This repository defines the EMSO Metadata Specifications for scientific datasets. Its primary goal is to establish a consistent, interoperable, and machine-actionable metadata framework for all data within the EMSO research infrastructure, ensuring long-term usability and broad discoverability. This specification provides the foundational metadata layer for the EMSO data ecosystem, guiding data providers to create compliant, high-quality datasets that are FAIR (Findable, Accessible, Interoperable, and Reusable). The latest version of the specifications can be accessed here.
Several example datasets compliant with the latest version of the specifications are available at our Example ERDDAP.
- Standards-Based: Built upon and extends widely adopted community standards, primarily the Climate and Forecast (CF) conventions, OceanSITES and Copernicus.

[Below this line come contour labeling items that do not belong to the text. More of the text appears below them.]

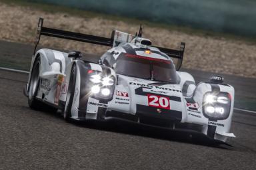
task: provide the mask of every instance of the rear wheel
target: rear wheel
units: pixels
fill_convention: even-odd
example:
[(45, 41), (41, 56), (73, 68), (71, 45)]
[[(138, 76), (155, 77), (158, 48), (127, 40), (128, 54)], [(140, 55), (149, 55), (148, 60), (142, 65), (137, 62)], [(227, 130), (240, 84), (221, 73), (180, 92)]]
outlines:
[(67, 92), (66, 104), (63, 111), (64, 119), (67, 121), (70, 120), (71, 117), (71, 109), (73, 101), (74, 100), (75, 82), (77, 80), (77, 66), (74, 64), (70, 74), (69, 88)]

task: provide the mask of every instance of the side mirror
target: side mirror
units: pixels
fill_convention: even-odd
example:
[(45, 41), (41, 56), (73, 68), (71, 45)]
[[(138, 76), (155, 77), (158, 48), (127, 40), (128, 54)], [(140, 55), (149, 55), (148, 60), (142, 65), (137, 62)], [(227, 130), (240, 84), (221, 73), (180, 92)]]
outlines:
[(67, 56), (77, 59), (77, 58), (81, 58), (83, 54), (80, 51), (72, 50), (69, 52), (69, 55)]
[(213, 83), (223, 83), (224, 81), (224, 78), (223, 78), (221, 76), (213, 76), (210, 77), (210, 82), (213, 82)]

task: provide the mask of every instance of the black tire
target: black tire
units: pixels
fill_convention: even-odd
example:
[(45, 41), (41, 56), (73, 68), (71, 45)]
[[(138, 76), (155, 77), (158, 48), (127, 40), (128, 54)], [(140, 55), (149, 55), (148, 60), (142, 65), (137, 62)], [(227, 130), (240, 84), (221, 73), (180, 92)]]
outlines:
[(37, 58), (36, 61), (34, 62), (33, 66), (31, 76), (30, 78), (29, 90), (28, 90), (28, 103), (29, 106), (36, 110), (46, 111), (49, 112), (56, 112), (57, 109), (42, 102), (38, 100), (36, 98), (38, 88), (39, 86), (39, 69), (40, 69), (40, 58)]
[(40, 58), (37, 58), (33, 66), (28, 90), (29, 106), (31, 108), (37, 110), (42, 109), (42, 102), (35, 98), (39, 85), (39, 69)]
[(70, 74), (69, 88), (67, 92), (66, 104), (63, 110), (63, 118), (65, 120), (70, 122), (71, 117), (71, 108), (73, 100), (74, 100), (75, 82), (77, 80), (77, 66), (74, 64)]

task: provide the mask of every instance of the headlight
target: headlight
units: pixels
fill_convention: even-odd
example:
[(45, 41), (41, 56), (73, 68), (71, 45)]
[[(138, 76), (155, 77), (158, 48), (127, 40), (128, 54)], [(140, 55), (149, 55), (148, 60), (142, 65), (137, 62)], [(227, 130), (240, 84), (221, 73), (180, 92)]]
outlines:
[(98, 85), (94, 85), (91, 87), (91, 92), (97, 94), (101, 91), (101, 88)]
[(91, 76), (90, 80), (94, 83), (100, 83), (101, 77), (99, 74), (95, 74)]
[(206, 104), (213, 104), (215, 102), (221, 104), (228, 104), (229, 98), (226, 96), (216, 96), (211, 94), (208, 94), (206, 95), (204, 102)]
[(107, 88), (103, 88), (101, 90), (101, 93), (102, 94), (103, 94), (104, 96), (109, 96), (109, 94), (110, 94), (110, 90), (109, 89), (108, 89)]
[(114, 80), (109, 77), (105, 77), (102, 79), (103, 86), (112, 86), (114, 84)]
[(91, 96), (96, 99), (109, 100), (113, 98), (115, 78), (103, 72), (88, 72)]
[(206, 93), (203, 96), (203, 114), (209, 119), (225, 120), (229, 117), (231, 98), (229, 94)]

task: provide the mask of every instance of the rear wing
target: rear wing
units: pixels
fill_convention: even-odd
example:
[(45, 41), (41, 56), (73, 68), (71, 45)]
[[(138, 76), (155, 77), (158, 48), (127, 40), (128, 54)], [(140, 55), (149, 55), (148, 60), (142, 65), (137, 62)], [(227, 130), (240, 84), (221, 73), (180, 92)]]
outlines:
[(85, 35), (75, 32), (44, 27), (43, 27), (43, 19), (40, 18), (38, 23), (37, 33), (35, 42), (33, 54), (35, 54), (37, 46), (40, 41), (41, 35), (45, 35), (109, 46), (112, 46), (113, 45), (113, 40), (112, 38), (105, 38), (91, 35)]
[[(33, 51), (33, 55), (35, 54), (35, 51), (37, 45), (40, 41), (41, 35), (49, 36), (53, 37), (73, 40), (76, 41), (85, 42), (88, 43), (92, 43), (99, 45), (104, 45), (107, 46), (116, 46), (120, 43), (129, 42), (135, 37), (135, 36), (123, 33), (118, 31), (113, 31), (111, 37), (106, 38), (103, 37), (99, 37), (91, 35), (86, 35), (82, 33), (78, 33), (75, 32), (63, 31), (59, 29), (55, 29), (51, 28), (47, 28), (43, 27), (43, 19), (39, 18), (37, 27), (37, 36), (35, 41), (35, 47)], [(183, 59), (183, 54), (185, 50), (185, 42), (181, 42), (179, 50), (169, 49), (163, 47), (154, 46), (159, 49), (160, 51), (165, 53), (171, 58), (175, 58), (178, 59), (178, 62), (176, 66), (177, 70), (181, 66), (182, 61)]]

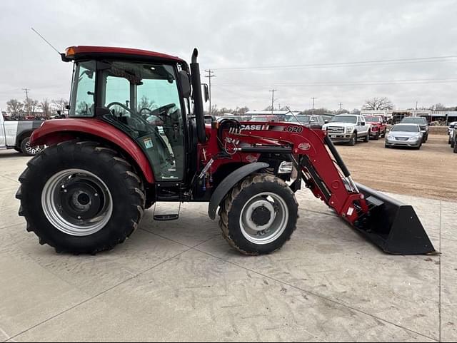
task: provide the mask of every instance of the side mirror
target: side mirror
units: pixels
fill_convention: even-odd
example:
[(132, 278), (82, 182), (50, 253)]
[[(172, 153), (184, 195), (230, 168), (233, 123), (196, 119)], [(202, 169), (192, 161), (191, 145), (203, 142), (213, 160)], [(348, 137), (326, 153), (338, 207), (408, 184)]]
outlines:
[(111, 114), (110, 111), (108, 108), (104, 107), (96, 107), (95, 108), (95, 116), (96, 117), (101, 117), (103, 116), (109, 116)]
[(181, 88), (183, 91), (183, 97), (189, 98), (191, 96), (191, 81), (189, 75), (184, 71), (179, 71), (179, 83)]

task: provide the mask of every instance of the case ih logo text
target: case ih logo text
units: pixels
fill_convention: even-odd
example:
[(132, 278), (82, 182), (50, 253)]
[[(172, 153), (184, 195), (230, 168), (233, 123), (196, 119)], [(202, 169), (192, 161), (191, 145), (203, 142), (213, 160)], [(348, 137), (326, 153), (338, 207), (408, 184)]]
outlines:
[(241, 125), (241, 130), (268, 130), (268, 125)]

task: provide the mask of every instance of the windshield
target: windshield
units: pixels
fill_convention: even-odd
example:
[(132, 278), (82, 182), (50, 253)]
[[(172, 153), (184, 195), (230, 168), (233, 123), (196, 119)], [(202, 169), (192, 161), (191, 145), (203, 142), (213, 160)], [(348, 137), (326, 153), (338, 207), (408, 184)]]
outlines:
[(95, 68), (94, 61), (76, 65), (70, 96), (70, 117), (93, 117), (95, 115)]
[(380, 123), (381, 121), (378, 117), (365, 117), (365, 120), (369, 123)]
[(286, 117), (286, 121), (292, 123), (309, 123), (310, 119), (310, 116), (288, 116)]
[(404, 118), (401, 123), (405, 123), (408, 124), (425, 124), (426, 123), (426, 121), (425, 118)]
[(331, 120), (332, 123), (357, 123), (357, 117), (353, 116), (335, 116)]
[(396, 125), (391, 131), (419, 132), (420, 130), (417, 125)]

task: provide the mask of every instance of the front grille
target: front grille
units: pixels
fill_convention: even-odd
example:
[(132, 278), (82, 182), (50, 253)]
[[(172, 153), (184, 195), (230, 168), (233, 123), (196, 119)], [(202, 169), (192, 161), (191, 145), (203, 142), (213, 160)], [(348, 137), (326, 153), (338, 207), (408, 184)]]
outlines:
[(328, 126), (327, 131), (329, 133), (344, 133), (344, 128), (341, 126)]

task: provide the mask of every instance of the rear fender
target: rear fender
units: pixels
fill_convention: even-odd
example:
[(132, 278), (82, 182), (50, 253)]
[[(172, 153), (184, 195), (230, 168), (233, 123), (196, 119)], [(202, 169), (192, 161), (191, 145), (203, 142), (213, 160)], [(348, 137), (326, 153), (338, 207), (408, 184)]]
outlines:
[(51, 145), (81, 135), (107, 140), (121, 149), (135, 162), (144, 179), (154, 183), (149, 161), (141, 148), (126, 134), (104, 121), (94, 118), (69, 118), (46, 121), (31, 137), (32, 145)]

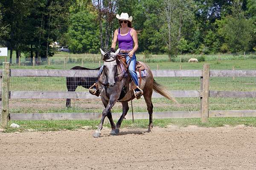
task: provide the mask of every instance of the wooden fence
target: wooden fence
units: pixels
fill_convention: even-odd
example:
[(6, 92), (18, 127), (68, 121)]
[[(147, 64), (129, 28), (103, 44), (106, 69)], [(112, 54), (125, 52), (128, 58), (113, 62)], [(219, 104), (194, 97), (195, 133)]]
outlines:
[[(10, 76), (53, 76), (86, 77), (96, 76), (97, 71), (10, 69), (9, 62), (3, 63), (3, 69), (0, 70), (0, 89), (2, 89), (0, 125), (6, 127), (9, 119), (12, 120), (66, 120), (98, 119), (101, 113), (47, 113), (10, 114), (9, 99), (97, 99), (86, 92), (56, 91), (9, 91)], [(207, 122), (208, 117), (255, 116), (256, 110), (209, 110), (209, 97), (255, 97), (256, 91), (209, 91), (210, 77), (256, 76), (256, 70), (210, 70), (209, 65), (204, 65), (202, 70), (153, 70), (154, 77), (200, 77), (199, 90), (172, 91), (170, 92), (175, 97), (200, 97), (200, 111), (167, 111), (154, 112), (154, 119), (172, 118), (201, 118), (202, 122)], [(163, 97), (154, 93), (152, 97)], [(114, 119), (118, 119), (121, 113), (113, 113)], [(147, 112), (135, 113), (137, 119), (147, 119)], [(131, 119), (128, 114), (126, 119)]]

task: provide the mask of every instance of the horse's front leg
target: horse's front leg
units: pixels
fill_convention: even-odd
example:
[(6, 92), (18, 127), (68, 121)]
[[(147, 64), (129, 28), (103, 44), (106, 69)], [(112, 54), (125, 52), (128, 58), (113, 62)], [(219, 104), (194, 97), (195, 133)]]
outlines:
[[(102, 129), (102, 125), (104, 122), (104, 119), (108, 114), (111, 114), (110, 112), (111, 108), (114, 106), (114, 105), (116, 102), (116, 100), (111, 100), (110, 99), (109, 102), (107, 106), (105, 108), (103, 111), (102, 111), (102, 117), (100, 121), (100, 123), (98, 127), (98, 129), (95, 131), (95, 132), (93, 133), (93, 137), (98, 137), (100, 136), (101, 130)], [(112, 118), (112, 116), (111, 116)], [(113, 120), (113, 119), (112, 119)], [(112, 125), (111, 125), (112, 126)]]
[[(107, 101), (105, 99), (102, 99), (102, 103), (103, 105), (104, 105), (104, 106), (105, 108), (108, 105), (108, 101)], [(110, 125), (111, 125), (111, 134), (112, 135), (115, 135), (116, 133), (115, 132), (115, 130), (116, 129), (116, 125), (115, 125), (115, 123), (114, 122), (114, 121), (113, 120), (113, 119), (112, 117), (112, 114), (111, 114), (111, 110), (109, 112), (109, 113), (107, 115), (108, 119), (109, 120), (109, 122), (110, 123)]]

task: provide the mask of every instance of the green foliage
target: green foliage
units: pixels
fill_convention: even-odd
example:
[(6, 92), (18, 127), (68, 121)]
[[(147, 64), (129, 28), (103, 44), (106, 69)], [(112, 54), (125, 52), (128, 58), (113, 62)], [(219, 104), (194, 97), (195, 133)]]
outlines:
[[(97, 53), (100, 48), (99, 26), (89, 10), (73, 14), (70, 18), (67, 36), (69, 49), (74, 53)], [(96, 34), (95, 34), (95, 32)]]
[(198, 62), (204, 62), (205, 61), (205, 57), (204, 55), (201, 55), (197, 58)]
[(228, 51), (228, 46), (227, 44), (225, 43), (222, 44), (221, 47), (221, 51), (223, 53), (226, 53)]
[(238, 53), (256, 47), (255, 0), (119, 0), (111, 1), (112, 13), (107, 10), (111, 1), (101, 0), (102, 44), (97, 2), (2, 0), (0, 46), (28, 57), (53, 55), (49, 45), (55, 41), (73, 53), (98, 53), (119, 27), (113, 14), (127, 12), (139, 31), (137, 53), (166, 53), (176, 61), (179, 54)]
[(233, 53), (249, 50), (252, 40), (252, 23), (245, 17), (241, 8), (240, 3), (235, 3), (232, 15), (219, 23), (219, 32)]

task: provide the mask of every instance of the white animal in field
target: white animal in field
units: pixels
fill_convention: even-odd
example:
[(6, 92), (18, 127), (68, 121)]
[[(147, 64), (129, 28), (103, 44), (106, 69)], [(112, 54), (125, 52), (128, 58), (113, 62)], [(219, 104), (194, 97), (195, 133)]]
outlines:
[(191, 58), (189, 60), (189, 62), (198, 62), (198, 60), (197, 59), (194, 58)]

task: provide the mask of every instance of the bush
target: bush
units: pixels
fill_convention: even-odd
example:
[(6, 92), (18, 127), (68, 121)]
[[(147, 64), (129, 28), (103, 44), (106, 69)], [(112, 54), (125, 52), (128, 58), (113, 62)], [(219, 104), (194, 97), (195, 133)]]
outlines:
[(228, 51), (228, 46), (227, 44), (224, 43), (221, 47), (221, 51), (223, 53), (226, 53)]

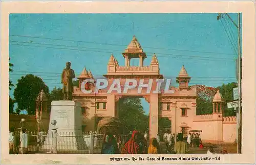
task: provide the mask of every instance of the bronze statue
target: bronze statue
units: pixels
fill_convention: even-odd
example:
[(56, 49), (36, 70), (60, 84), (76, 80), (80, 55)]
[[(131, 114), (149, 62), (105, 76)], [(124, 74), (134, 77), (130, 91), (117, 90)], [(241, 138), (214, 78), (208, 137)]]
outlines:
[(63, 84), (63, 93), (64, 100), (72, 100), (73, 92), (73, 80), (75, 78), (75, 72), (70, 68), (71, 63), (70, 62), (66, 63), (66, 67), (63, 70), (61, 74), (61, 83)]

This ensures compatibility with international data systems and tools.
- Dual Access: EMSO data is distributed as self-contained NetCDF files and served dynamically through the ERDDAP servers. This specification ensures metadata consistency across both access methods.
- Rich Semantics: Emphasizes the use of controlled vocabularies (e.g., NERC Vocabularies, OSO, EDMO, ROR) and unique identifiers (URIs, URNs) to provide unambiguous, resolvable, and human-readable metadata.
- Global Attributes: Defines a comprehensive set of mandatory and optional global attributes for every dataset. These cover critical information such as spatio-temporal coverage, responsible institutions, projects, licensing, and EMSO-specific identifiers (Regional Facility, Site).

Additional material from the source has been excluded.